What are the website construction requirements of financial enterprises?

In the supply chain management system development industry, ANZ College is a professional supplier of supply chain finance e-commerce construction platform. Through the platform of supply chain finance model, all enterprises in relevant links in the supply chain are connected, and different model schemes are formulated according to different supply finance businesses. ANZ University has sorted out several most common development modes of supply chain financial management system in the market at this stage, as follows:

First, accounts receivable financing supply chain system development model

The accounts receivable financing contract signed by the financial institution and the seller stipulates that the seller will pledge the unexpired accounts receivable creditor's rights to the financial institution, and the financial institution will pay a certain proportion of the financing money to the seller and directly collect the accounts receivable from the buyer as the pledgee of the accounts receivable creditor's rights. Accounts receivable financing includes business types: accounts receivable mortgage and domestic factoring.

Second, the accounts receivable pool financing supply chain platform construction mode

When the trade relationship between the seller and the specific buyer (s) is stable, and the accounts receivable remain above a certain balance, the seller will collect the daily scattered accounts receivable to form a "pool" of accounts receivable balance, and transfer it to financial institutions, which will provide financing according to a certain proportion.

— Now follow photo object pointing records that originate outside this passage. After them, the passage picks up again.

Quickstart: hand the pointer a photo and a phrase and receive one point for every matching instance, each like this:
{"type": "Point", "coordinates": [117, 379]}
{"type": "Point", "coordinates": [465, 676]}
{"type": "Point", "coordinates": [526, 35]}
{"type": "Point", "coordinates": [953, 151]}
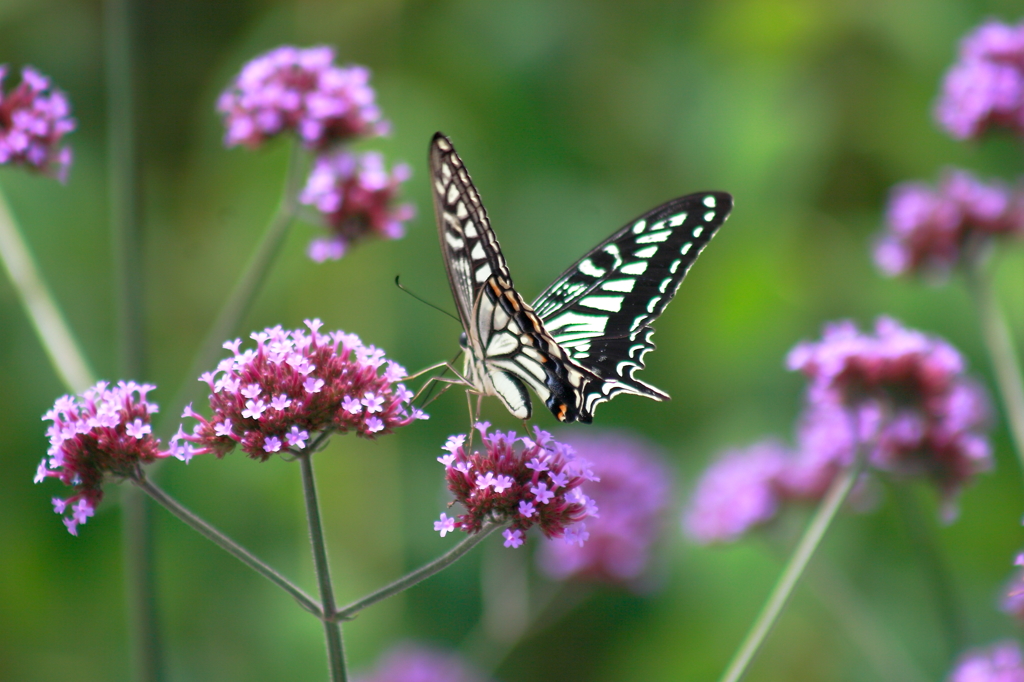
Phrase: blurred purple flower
{"type": "Point", "coordinates": [356, 195]}
{"type": "Point", "coordinates": [906, 397]}
{"type": "Point", "coordinates": [105, 431]}
{"type": "Point", "coordinates": [986, 87]}
{"type": "Point", "coordinates": [297, 90]}
{"type": "Point", "coordinates": [999, 663]}
{"type": "Point", "coordinates": [33, 119]}
{"type": "Point", "coordinates": [634, 493]}
{"type": "Point", "coordinates": [416, 663]}
{"type": "Point", "coordinates": [293, 384]}
{"type": "Point", "coordinates": [539, 483]}
{"type": "Point", "coordinates": [928, 228]}
{"type": "Point", "coordinates": [736, 493]}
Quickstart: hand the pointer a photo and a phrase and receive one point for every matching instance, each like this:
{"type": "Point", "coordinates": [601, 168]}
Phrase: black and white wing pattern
{"type": "Point", "coordinates": [600, 309]}
{"type": "Point", "coordinates": [506, 345]}
{"type": "Point", "coordinates": [584, 338]}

Including domestic factoring pool financing and accounts receivable pool financing.

Third, the order financing supply chain platform construction mode

With the buyer's order with good credit, financial institutions provide financing for the production and operation of enterprises under the conditions of strong delivery ability and effective guarantee. It is mainly suitable for customers who need to meet the demand of high-quality order production through property financing and have strong credit strength and production capacity. Order financing can be divided into: order financing stage and post-delivery financing stage.

Fourth, the inventory mortgage supply chain website system development model

Enterprises use free movable property as collateral, and financial institutions basically supervise the goods mortgaged by enterprises and finance their property.

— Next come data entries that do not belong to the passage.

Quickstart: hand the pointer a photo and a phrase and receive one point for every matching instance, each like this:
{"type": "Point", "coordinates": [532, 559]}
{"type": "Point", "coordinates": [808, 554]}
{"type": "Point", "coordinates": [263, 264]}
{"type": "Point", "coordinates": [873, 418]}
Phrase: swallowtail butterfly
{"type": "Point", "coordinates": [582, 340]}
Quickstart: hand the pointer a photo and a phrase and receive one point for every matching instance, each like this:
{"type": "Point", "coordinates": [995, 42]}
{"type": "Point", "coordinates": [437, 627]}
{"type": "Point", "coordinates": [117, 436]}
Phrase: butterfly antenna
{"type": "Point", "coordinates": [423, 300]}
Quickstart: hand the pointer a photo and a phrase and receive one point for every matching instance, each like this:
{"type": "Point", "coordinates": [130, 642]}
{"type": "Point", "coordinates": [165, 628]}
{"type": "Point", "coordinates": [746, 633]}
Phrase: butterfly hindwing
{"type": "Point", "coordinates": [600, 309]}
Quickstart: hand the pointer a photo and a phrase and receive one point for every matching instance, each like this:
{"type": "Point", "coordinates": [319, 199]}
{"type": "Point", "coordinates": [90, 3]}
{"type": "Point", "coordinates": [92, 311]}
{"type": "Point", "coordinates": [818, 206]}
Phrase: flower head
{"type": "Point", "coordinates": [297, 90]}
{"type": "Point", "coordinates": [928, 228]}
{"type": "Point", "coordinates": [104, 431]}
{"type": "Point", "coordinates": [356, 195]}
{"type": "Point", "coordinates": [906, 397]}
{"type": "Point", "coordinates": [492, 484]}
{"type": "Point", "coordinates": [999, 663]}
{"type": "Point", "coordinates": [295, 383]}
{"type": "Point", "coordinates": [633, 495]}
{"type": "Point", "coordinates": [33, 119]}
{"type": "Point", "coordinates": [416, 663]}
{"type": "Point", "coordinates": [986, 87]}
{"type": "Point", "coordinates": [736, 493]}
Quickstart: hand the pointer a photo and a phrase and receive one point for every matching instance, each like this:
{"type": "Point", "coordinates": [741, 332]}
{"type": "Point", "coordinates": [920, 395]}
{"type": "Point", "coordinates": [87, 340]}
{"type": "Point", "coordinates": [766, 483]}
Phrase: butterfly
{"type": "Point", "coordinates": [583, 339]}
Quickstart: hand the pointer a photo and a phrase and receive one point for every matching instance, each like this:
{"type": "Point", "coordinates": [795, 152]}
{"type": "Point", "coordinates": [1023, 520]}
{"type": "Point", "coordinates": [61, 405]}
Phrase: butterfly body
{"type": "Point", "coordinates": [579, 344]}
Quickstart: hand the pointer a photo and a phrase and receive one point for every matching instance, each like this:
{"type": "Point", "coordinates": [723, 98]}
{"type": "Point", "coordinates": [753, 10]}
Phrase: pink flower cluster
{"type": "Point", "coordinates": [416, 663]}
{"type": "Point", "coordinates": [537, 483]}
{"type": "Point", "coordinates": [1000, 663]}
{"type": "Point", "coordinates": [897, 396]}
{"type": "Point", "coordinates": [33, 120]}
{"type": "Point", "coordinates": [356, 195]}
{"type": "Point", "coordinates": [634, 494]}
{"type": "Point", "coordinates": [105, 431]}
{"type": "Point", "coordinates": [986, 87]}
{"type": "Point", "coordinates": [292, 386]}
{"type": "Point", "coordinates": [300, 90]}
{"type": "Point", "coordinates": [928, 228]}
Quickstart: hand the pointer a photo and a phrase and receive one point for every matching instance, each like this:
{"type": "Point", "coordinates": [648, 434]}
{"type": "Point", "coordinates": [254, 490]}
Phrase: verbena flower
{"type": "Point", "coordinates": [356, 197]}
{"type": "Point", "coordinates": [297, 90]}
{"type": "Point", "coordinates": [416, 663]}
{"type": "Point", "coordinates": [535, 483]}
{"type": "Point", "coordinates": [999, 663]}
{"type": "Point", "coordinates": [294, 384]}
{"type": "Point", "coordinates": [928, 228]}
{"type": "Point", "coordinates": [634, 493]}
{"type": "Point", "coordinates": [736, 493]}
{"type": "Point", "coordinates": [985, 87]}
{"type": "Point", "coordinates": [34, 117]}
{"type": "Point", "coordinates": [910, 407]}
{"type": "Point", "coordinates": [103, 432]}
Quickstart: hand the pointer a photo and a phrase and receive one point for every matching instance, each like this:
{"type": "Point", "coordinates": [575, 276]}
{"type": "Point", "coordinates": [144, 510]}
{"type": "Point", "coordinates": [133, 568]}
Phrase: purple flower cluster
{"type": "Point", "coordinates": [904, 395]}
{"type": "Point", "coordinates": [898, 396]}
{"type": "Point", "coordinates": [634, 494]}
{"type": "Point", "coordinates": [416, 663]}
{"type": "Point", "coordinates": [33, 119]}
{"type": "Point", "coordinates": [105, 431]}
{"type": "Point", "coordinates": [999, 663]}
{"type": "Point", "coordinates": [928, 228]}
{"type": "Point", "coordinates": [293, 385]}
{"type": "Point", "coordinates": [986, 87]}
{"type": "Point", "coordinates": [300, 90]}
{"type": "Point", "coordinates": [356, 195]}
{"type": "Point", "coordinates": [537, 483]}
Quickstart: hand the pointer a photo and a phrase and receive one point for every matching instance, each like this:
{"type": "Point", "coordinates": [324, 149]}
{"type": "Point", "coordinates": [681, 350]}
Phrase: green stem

Five, the first car after the ticket/payment supply chain website construction mode

The enterprise obtains credit from financial institutions and pays it to the upstream seller, who delivers the goods according to the purchase and sale contract and cooperation agreement. After the goods arrive, the enterprise redeems the goods directly or turns to cash loan/mortgage business. If the upstream seller fails to deliver the goods in full within the agreed delivery period, it shall bear the responsibility for refund of the undelivered part to the financial institution in accordance with the agreement.

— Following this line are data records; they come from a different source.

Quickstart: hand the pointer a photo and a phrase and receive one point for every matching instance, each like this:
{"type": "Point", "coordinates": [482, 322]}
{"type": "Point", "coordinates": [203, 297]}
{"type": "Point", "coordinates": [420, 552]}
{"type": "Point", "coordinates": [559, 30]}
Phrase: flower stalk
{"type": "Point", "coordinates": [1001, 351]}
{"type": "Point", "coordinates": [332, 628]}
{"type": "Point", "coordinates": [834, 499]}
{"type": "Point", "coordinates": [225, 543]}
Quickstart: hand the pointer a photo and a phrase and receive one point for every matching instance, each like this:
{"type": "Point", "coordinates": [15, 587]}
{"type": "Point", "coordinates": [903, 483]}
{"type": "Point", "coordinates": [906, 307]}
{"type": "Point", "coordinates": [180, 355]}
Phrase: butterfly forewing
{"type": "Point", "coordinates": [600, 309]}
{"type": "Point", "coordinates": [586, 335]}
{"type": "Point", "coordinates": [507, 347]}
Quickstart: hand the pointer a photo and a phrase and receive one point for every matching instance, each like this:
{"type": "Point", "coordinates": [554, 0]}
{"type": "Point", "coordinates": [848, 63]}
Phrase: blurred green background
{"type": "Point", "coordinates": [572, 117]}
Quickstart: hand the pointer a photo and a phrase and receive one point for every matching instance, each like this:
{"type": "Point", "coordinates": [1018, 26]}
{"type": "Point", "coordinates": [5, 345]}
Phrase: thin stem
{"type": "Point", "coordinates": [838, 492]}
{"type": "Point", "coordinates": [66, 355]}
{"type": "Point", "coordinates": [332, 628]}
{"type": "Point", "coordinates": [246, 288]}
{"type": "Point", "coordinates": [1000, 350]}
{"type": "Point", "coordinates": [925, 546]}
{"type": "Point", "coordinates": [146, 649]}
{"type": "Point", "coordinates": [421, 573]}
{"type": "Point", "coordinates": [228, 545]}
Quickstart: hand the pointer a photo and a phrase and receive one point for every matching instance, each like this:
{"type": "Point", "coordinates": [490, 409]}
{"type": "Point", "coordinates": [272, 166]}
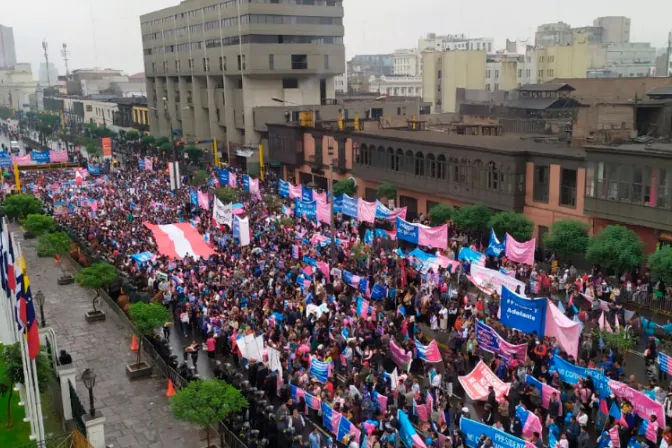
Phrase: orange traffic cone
{"type": "Point", "coordinates": [171, 389]}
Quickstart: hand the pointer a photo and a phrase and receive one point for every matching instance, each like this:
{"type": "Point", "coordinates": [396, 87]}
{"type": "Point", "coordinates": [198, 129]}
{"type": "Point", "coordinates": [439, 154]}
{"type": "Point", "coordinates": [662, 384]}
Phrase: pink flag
{"type": "Point", "coordinates": [520, 252]}
{"type": "Point", "coordinates": [203, 200]}
{"type": "Point", "coordinates": [367, 211]}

Construction mode of intransitive verb guarantee delivery chain system platform

The buyer pays a certain percentage of deposit, obtains credit from financial institutions and pays it to the seller under trade. After the buyer confirms the delivery requirements of the financial institution, the seller delivers the goods to the buyer with the delivery notice issued by the financial institution. If the buyer fails to redeem the goods on time when the credit expires, the seller shall refund the corresponding money to the financial institution as agreed.